Recuerdo que, hace como unos 25 años, estaba yo sentado con un amigo a quien aquel mismo día su novia le había dado calabazas, le había rechazado. Él le había propuesto matrimonio, pero recibió de ella un rechazo claro y definitivo. Estaba hecho añicos, el pobre, completamente destrozado. Después, durante varios días tuvo problemas haciendo simplemente los quehaceres de la vida ordinaria, pero sin ilusión, con dificultad para comer, dormir, trabajar. Algunos de nosotros nos turnamos sentándonos con él, escuchando su desconsuelo, intentando distraerlo llevándolo al cine, sin tener realmente mucho éxito en cuanto a liberarlo de su depresión y obsesión. Finalmente, con el tiempo, naturalmente comenzó poco apoco a emerger del cepo de aquella concentración excesiva y, más tarde todavía, andando el camino, pudo recuperar su fuerza y libertad. Pero hubo un tiempo en el que nosotros, sus amigos, no pudimos hacer otra cosa por él que “estar a su lado”.
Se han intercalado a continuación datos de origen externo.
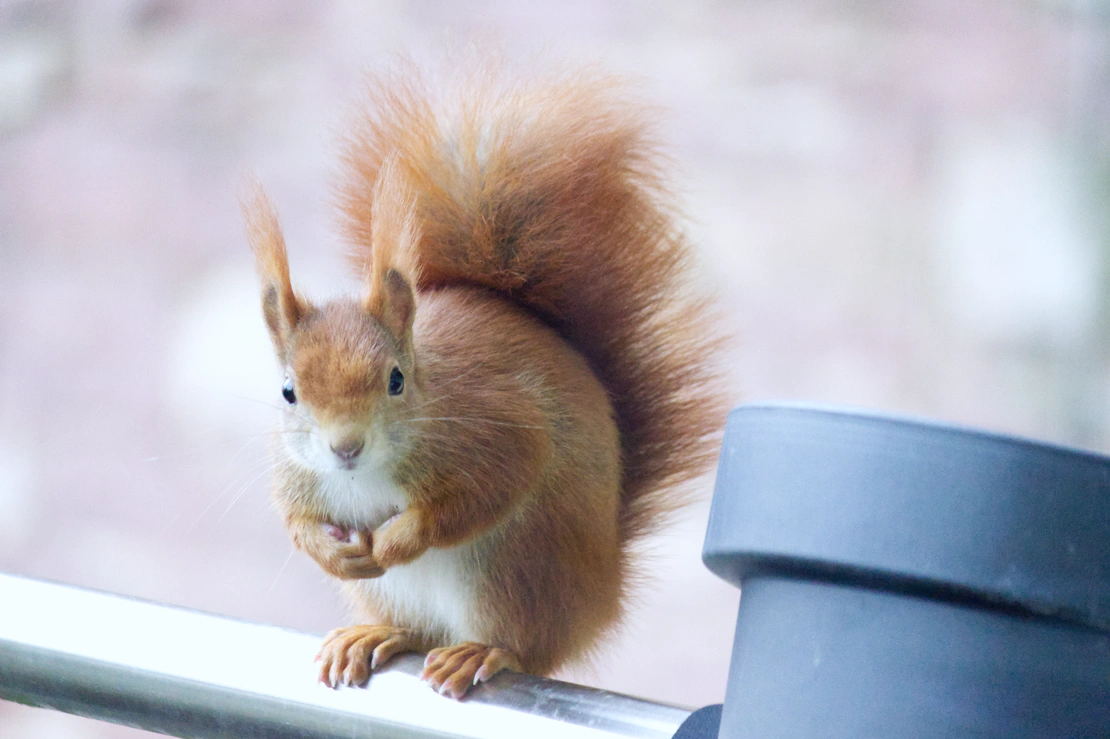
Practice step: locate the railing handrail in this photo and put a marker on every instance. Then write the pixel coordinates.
(190, 674)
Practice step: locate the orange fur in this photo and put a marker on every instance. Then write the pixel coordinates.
(526, 281)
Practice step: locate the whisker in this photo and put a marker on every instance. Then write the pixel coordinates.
(240, 494)
(285, 564)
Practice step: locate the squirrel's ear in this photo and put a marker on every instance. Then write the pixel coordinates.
(281, 306)
(396, 306)
(394, 233)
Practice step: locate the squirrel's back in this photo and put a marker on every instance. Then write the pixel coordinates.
(552, 193)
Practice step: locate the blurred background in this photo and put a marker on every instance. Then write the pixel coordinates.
(902, 205)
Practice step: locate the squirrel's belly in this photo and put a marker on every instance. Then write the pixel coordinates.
(435, 594)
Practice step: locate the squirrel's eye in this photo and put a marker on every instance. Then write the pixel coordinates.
(396, 382)
(286, 392)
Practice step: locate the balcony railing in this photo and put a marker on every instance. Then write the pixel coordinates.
(189, 674)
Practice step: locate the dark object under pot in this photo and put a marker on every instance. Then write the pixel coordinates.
(904, 578)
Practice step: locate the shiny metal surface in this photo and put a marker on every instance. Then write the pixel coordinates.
(189, 674)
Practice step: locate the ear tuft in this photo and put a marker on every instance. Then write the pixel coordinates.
(281, 306)
(392, 271)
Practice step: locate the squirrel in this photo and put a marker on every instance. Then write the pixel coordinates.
(472, 446)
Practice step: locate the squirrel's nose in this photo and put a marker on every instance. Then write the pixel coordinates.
(349, 448)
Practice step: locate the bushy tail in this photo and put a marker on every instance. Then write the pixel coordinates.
(552, 193)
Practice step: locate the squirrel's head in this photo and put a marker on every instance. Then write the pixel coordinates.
(350, 371)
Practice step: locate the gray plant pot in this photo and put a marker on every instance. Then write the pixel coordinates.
(904, 578)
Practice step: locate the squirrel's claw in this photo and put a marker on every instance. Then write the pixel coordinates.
(453, 670)
(349, 655)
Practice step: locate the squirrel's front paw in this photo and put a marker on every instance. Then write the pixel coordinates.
(400, 539)
(349, 655)
(352, 557)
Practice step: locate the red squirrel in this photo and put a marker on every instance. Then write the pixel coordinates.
(472, 445)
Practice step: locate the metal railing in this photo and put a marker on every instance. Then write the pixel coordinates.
(190, 674)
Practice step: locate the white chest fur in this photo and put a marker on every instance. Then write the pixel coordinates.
(360, 498)
(437, 590)
(435, 593)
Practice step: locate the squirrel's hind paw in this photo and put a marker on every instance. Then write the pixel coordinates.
(349, 655)
(452, 670)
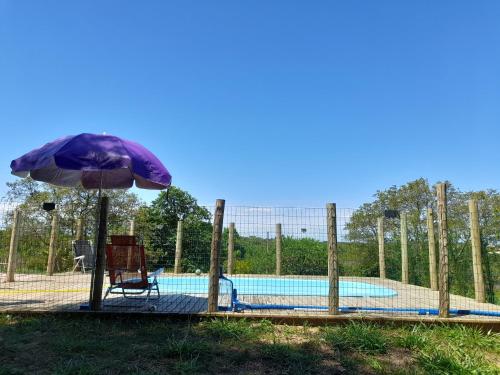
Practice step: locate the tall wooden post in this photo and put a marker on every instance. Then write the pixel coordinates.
(52, 245)
(444, 294)
(213, 284)
(432, 250)
(131, 230)
(404, 249)
(79, 229)
(14, 240)
(178, 248)
(333, 267)
(381, 250)
(279, 241)
(130, 253)
(230, 249)
(477, 265)
(100, 261)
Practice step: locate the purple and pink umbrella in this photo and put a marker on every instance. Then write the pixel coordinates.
(93, 161)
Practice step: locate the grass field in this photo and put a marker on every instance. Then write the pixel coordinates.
(88, 345)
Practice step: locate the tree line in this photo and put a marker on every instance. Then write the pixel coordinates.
(156, 225)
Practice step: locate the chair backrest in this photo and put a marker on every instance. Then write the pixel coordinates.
(125, 257)
(83, 247)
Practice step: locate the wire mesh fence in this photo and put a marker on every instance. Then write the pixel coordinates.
(274, 260)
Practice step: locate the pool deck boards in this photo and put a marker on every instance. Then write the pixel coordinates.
(67, 291)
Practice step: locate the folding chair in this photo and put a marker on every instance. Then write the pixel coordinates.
(83, 254)
(128, 276)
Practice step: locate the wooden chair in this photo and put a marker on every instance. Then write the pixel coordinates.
(128, 276)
¿Qué puede decir un ser humano a alguien que se encuentra sumido en una profunda pérdida o en las garras de una obsesión emocional no correspondida? Tenemos nuestras expresiones populares que no dejan de tener valor: “¡Venga, hay que seguir adelante! Cada mañana nos va a traer un nuevo día y finalmente el tiempo curará las heridas. Recuerda también que no estás solo; tienes familia y amigos en quienes apoyarte. Y, por encima de eso, tienes fe. Dios te ayudará a lo largo de esa prueba”.
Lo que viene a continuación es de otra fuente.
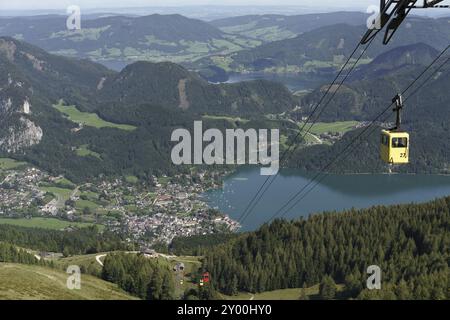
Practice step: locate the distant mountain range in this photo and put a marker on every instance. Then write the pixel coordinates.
(127, 118)
(324, 49)
(118, 40)
(271, 27)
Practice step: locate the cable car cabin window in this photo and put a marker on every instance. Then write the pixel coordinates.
(399, 142)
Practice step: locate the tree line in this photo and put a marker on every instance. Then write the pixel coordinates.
(81, 241)
(142, 277)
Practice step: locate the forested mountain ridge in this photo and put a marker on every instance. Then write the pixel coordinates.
(171, 86)
(408, 242)
(325, 48)
(120, 39)
(271, 27)
(370, 91)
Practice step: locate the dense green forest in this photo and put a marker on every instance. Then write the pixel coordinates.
(410, 243)
(10, 253)
(198, 245)
(81, 241)
(142, 277)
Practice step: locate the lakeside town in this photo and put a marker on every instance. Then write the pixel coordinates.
(153, 212)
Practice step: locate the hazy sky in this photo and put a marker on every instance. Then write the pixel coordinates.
(62, 4)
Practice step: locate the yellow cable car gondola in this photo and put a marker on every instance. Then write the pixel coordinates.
(395, 142)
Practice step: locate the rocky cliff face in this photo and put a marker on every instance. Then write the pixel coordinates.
(17, 131)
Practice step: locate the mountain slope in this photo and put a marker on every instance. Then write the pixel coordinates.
(118, 40)
(325, 49)
(368, 93)
(172, 86)
(48, 102)
(26, 282)
(278, 27)
(408, 243)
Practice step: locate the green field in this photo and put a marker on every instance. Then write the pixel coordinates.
(89, 119)
(9, 164)
(24, 282)
(62, 194)
(44, 223)
(88, 262)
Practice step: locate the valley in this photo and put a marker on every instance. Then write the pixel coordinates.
(87, 177)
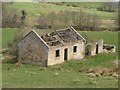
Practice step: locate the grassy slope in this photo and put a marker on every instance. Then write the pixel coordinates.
(30, 76)
(7, 36)
(37, 8)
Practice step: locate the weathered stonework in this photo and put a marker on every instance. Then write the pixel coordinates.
(32, 50)
(57, 47)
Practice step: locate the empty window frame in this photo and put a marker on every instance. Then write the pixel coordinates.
(57, 53)
(74, 49)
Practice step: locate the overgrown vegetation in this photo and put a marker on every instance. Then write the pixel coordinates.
(11, 18)
(78, 19)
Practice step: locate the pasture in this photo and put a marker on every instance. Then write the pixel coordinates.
(33, 77)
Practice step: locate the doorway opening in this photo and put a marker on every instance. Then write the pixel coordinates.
(97, 49)
(65, 54)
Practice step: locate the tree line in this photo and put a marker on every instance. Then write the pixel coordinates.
(78, 19)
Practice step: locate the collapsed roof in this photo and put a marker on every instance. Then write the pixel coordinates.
(62, 36)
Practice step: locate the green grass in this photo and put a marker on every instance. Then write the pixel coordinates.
(36, 8)
(108, 37)
(8, 35)
(30, 76)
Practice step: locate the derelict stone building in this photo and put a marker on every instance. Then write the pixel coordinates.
(54, 48)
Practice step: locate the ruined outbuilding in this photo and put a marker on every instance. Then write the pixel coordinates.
(56, 47)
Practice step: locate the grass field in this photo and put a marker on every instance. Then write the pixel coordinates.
(7, 36)
(34, 9)
(30, 76)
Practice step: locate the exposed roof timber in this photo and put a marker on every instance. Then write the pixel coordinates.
(41, 38)
(78, 33)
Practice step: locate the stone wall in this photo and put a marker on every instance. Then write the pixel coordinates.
(32, 50)
(52, 59)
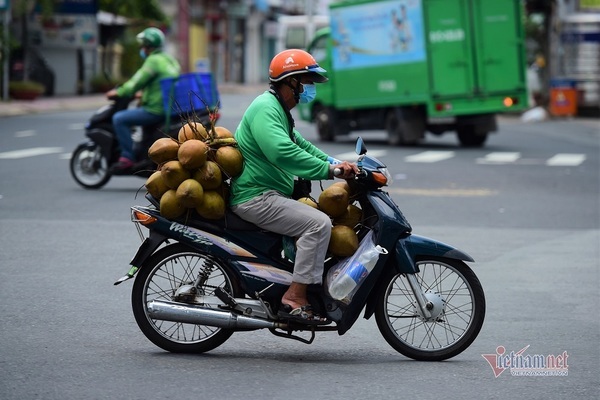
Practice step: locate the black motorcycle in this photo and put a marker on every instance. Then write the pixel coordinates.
(92, 161)
(198, 281)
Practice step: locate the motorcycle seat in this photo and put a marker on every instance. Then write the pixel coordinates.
(229, 222)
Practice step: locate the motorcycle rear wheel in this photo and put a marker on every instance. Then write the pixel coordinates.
(458, 311)
(160, 276)
(89, 166)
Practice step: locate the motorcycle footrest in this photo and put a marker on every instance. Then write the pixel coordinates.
(225, 297)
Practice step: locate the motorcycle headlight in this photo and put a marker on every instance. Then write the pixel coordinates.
(388, 176)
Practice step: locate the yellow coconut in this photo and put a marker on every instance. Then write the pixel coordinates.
(350, 218)
(170, 206)
(192, 154)
(173, 174)
(333, 201)
(212, 207)
(230, 160)
(191, 130)
(344, 185)
(209, 175)
(155, 185)
(163, 149)
(190, 193)
(343, 242)
(309, 202)
(222, 132)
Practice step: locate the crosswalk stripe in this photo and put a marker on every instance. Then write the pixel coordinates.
(35, 151)
(566, 160)
(430, 156)
(25, 133)
(499, 158)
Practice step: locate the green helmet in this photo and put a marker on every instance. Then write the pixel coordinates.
(151, 37)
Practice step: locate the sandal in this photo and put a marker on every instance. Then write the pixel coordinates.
(303, 315)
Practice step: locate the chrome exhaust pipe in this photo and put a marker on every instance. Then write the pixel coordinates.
(193, 314)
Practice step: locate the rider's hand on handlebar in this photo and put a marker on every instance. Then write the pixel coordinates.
(345, 170)
(111, 94)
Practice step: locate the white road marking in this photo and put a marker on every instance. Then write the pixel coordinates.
(499, 158)
(25, 133)
(430, 156)
(77, 127)
(566, 160)
(35, 151)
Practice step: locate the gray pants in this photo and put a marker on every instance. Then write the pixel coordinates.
(276, 213)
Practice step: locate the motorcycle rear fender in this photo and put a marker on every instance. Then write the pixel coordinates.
(103, 138)
(148, 247)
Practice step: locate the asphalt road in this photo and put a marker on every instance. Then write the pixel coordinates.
(531, 224)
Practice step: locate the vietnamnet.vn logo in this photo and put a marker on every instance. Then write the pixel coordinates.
(521, 364)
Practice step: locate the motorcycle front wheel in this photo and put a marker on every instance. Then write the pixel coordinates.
(456, 305)
(89, 166)
(160, 278)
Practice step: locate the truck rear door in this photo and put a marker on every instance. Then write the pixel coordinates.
(474, 47)
(498, 44)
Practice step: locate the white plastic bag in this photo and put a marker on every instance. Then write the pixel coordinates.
(344, 278)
Todo eso es cierto, e importante, pero no especialmente consolador o útil, durante un abrumante período de dolor. Recuerdo que escribí una serie de cartas a una señora que había perdido a su marido suicida y estaba totalmente destrozada por ello, pensando que nunca experimentaría de nuevo la felicidad. Una y muchas veces le repetía yo de nuevo las mismas líneas: “¡Eso va a mejorar, pero no ahora mismo! El tiempo lo va a curar, pero no podemos acelerar su ritmo. ¡Usted va a mejorar, pero tardará un rato!”
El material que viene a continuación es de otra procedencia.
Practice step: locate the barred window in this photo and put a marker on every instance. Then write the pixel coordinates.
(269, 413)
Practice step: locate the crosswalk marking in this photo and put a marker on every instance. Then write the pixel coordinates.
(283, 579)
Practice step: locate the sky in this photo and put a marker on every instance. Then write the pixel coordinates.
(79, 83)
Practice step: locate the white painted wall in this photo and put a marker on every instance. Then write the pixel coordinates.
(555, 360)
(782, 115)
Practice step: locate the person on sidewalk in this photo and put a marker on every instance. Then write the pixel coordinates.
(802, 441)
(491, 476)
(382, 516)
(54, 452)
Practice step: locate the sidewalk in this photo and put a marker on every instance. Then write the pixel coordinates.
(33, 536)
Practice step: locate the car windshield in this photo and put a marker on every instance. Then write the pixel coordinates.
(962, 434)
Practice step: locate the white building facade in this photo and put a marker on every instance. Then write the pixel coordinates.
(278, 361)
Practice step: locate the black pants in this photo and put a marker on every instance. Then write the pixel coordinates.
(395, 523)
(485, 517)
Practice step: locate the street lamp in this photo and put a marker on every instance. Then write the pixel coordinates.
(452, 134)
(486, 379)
Fuera de esto, ¿hay algo práctico que podamos ofrecer a alguien que se encuentra sumido en profundo dolor o atrapado por una obsesión emocional amarga?
En 1936, cuando su hermana Margarita María murió, el famoso teólogo jesuita Pierre Teilhard de Chardin escribió en una carta estas palabras: “Siento que un gran vacío se ha abierto en mi vida –o mejor, en el mundo que me rodea-; un gran vacío del que me iré percatando cada vez más… La única forma de hacer la vida llevadera de nuevo es amar y adorar a Aquel que, por debajo de todas las demás cosas, la anima y la dirige”.
Antoine Vergote, el profesor sicólogo, indica que algunas veces el tiempo, sólo el tiempo, puede curar y que, mientras tanto, la única opción auténtica consiste en soportar lo insoportable, intentar avanzar paso a paso, estoicamente, con paciencia, aceptando nuestro dolor con la mayor dignidad posible, mientras esperamos que el tiempo obre al fin su alquimia, sabiendo que nada puede suprimir este lento proceso.
Pero Teilhard propone que hay algo que puede ayudar a hacer lo insoportable soportable, a saber, un esfuerzo más consciente y deliberado para amar y adorar.
¿Cómo logramos eso? No es fácil. Pero lo lograremos cuando, a pesar de nuestras obsesiones agobiantes, de nuestra inquietud, frustración, amargura y ansiedad, capacitemos a la parte más noble y generosa de nosotros mismos para ser la voz más profunda, por dentro tanto de nuestras simpatías como de nuestras acciones. Cuando nos vemos forzados a doblar nuestras rodillas por la pérdida del ser querido y por la frustración amorosa, lo mejor, y lo único útil que podemos hacer es arrodillarnos impotentes ante Dios, que puede ayudarnos a expresar nuestro afecto hacia todos los que pueden apoyarnos.